The white whiskey is distilled twice and bottled at 100 proof. It’s based on a bourbon mashbill, with corn, barley and wheat. Little says he hopes to distance their brand from moonshine, the idea of which clings to West Virginia like lime to tonic. “We're more in line with the farmer-distiller,” he says.
The Smooth Ambler name was inspired by a type of horse — “horses are a big deal around here,” Little says — that has a particular gait that’s not a walk and not a run, but something in between. “It reflects what we like about living here,” Little says. “We’re not hicks, but we don’t wear Bluetooth earpieces in the barn like we’re expecting some call from the President.”
Following in the tiny footsteps of Tuthilltown’s Baby Bourbon, Little was getting ready to release his Yearling Bourbon, aged in 15-gallon new oak barrels for, well, a year. It’s a wheated bourbon, with the mashbill at 68 percent corn, 16 percent malted barley, and 16 percent wheat. It’s very good — with a slightly creamy taste and texture, underlaid with a pleasing gingery sharpness. It retails for about $42 for 750ml. Look for it in July.
I also got an advance sip of the triple malt bourbon, made with 60 percent corn, and the rest a blend of wheat, rye and barley malts. I sampled some barreled just two months ago at 120 proof in a five gallon barrel. Not surprisingly, it had a raw wood aroma, which will no doubt mellow with age, but the taste was full and nicely pungent, with a trace of acrid tobacco, and — as yet — none of the barrel's mellowing caramel notes. It still had a shaggy, white-dog aggressiveness about it, but it give it time. I’m guessing it will be worth paying attention to. Limited quantities possibly available as early as September.
A rye may also be on the horizon, but Little is concerned that the party may be over by the time they show up. That’s a justifiable concern given all the scrambling underway to fulfill demand for traditional ryes.

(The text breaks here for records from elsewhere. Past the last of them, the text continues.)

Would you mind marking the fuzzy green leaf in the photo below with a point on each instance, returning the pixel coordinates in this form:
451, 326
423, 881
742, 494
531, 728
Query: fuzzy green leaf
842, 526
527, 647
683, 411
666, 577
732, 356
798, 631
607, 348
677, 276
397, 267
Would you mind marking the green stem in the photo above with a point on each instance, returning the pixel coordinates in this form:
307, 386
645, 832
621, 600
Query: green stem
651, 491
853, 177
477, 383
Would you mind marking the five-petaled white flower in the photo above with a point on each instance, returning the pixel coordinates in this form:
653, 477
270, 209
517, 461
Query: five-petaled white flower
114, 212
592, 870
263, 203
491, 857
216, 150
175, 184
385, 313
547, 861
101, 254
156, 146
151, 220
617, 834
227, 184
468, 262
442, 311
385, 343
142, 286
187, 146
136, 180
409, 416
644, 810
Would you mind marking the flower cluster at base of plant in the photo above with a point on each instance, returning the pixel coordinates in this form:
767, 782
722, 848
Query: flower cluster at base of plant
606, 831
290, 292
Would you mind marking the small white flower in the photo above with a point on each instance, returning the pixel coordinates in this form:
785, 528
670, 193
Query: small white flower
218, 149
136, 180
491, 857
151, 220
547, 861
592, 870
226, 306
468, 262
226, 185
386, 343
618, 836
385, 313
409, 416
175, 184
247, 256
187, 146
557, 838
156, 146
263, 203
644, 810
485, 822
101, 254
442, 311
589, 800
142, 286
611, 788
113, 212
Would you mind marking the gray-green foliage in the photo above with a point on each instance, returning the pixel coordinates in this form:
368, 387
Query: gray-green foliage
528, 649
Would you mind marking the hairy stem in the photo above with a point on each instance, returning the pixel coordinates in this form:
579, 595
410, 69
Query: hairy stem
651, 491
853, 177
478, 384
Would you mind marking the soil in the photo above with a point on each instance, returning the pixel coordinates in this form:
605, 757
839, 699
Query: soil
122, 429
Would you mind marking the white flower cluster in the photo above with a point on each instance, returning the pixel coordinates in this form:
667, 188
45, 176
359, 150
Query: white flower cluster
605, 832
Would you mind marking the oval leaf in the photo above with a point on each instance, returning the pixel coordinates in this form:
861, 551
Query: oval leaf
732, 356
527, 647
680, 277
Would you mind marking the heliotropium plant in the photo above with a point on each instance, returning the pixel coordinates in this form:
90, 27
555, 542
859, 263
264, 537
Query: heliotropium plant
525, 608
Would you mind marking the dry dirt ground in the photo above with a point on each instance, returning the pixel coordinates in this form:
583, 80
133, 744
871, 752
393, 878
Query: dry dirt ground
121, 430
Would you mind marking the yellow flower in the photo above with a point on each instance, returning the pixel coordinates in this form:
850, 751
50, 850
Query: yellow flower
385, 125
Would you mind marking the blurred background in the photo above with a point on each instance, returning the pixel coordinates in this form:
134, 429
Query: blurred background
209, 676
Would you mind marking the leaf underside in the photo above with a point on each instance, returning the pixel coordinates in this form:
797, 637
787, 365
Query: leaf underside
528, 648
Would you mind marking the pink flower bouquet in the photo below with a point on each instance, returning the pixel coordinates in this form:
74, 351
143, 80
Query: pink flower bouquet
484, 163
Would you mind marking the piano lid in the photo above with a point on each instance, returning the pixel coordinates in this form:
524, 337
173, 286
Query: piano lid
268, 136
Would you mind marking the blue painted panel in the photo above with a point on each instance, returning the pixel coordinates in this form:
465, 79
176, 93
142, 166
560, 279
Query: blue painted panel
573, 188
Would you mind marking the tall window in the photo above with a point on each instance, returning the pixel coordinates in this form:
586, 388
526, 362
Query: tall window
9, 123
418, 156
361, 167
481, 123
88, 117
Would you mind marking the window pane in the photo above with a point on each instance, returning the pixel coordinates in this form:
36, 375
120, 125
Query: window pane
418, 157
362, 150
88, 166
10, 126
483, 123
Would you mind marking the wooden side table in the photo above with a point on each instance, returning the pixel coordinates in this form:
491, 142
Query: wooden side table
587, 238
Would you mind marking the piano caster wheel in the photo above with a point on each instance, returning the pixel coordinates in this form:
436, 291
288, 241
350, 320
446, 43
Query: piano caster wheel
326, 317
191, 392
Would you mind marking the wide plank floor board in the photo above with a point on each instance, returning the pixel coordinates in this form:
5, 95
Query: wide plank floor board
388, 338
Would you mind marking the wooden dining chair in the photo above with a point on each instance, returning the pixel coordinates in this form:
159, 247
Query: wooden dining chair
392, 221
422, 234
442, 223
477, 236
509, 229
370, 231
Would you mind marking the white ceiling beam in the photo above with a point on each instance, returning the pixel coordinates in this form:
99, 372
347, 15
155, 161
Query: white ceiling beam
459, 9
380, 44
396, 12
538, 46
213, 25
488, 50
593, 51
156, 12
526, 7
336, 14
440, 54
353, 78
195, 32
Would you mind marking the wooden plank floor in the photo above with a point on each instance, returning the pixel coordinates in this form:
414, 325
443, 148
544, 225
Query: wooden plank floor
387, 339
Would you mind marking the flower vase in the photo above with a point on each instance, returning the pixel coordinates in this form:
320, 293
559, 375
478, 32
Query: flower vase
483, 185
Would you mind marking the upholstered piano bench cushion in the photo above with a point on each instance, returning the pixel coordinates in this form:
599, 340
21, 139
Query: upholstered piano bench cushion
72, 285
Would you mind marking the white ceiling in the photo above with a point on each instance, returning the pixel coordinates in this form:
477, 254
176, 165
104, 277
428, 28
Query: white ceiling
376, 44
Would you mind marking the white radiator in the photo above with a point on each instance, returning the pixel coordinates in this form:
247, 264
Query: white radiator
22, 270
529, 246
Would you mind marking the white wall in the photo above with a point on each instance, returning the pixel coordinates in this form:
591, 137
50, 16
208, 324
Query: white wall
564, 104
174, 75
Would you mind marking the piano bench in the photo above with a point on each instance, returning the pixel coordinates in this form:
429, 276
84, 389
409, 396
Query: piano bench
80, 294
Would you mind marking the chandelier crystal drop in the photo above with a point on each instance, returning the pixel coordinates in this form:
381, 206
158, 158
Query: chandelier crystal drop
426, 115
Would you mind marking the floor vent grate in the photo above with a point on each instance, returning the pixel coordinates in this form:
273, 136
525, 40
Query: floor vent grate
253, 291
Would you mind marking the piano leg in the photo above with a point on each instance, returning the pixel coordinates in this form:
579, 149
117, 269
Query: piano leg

For a young start-up, the distillery, in a new building in a rural industrial park next to an airport, looks pretty settled. They operate a Christian Carl pot still with two columns, and a Vendome pot still. They’d just erected a new outbuilding for storage and aging a few days before I’d arrived, and they report they’re growing faster than they’d anticipated. They appear to be managing growth well. The distillery is open for tours, tastings and retail sales.
Look for Smooth Ambler in a dozen states to date: West Virginia, Colorado, Virginia, Ohio, Louisiana, California, Kentucky, Tennessee, Maryland, New Jersey, Florida, and D.C.